При этом слове, у нас по телу как будто пробежала электрическая искра; мы пристально посмотрели друг другу в глаза и поняли, что можно целоваться и взглядами… Он заговорил первый:
– С которых пор?
Я поняла его лаконический вопрос и отвечала:
– С того званого обеда у моего отца, а вы?
– Вы? Это "вы" звучит диссонансом, Марта. Я отвечу только тогда, если вопрос будет формулирован иначе.
– А… а ты?
– Я? С того же вечера, конечно, но моя любовь стала мне ясна лишь у смертного одра моей матери… О, как тосковал я тогда о тебе!
– Да, и мне все стало понятно из твоего письма. А вот ты так не понял значения алой розы, вплетенной между безжизненными белыми цветами; иначе ты не избегал бы меня так тщательно после своего приезда из Берлина. Впрочем, я и теперь не понимаю причины твоей сдержанности, твоего желания уехать отсюда.

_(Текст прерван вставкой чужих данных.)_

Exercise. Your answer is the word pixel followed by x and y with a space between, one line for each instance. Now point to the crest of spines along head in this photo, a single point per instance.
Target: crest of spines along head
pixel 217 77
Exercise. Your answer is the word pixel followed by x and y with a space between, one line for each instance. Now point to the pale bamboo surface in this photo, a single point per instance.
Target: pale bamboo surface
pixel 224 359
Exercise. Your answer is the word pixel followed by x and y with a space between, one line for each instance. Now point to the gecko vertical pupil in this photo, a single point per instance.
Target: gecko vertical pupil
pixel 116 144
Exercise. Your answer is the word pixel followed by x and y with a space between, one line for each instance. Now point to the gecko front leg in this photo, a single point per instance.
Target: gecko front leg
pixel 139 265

– Это очень легко понять. Я никогда не позволял себе надеяться, что ты будешь моею. Только с той минуты, когда ты именем моей покойной матери приказала мне прийти к тебе еще раз, а потом велела оставаться, я понял, что ты не относишься ко мне безучастно, что я могу посвятить тебе свою жизнь.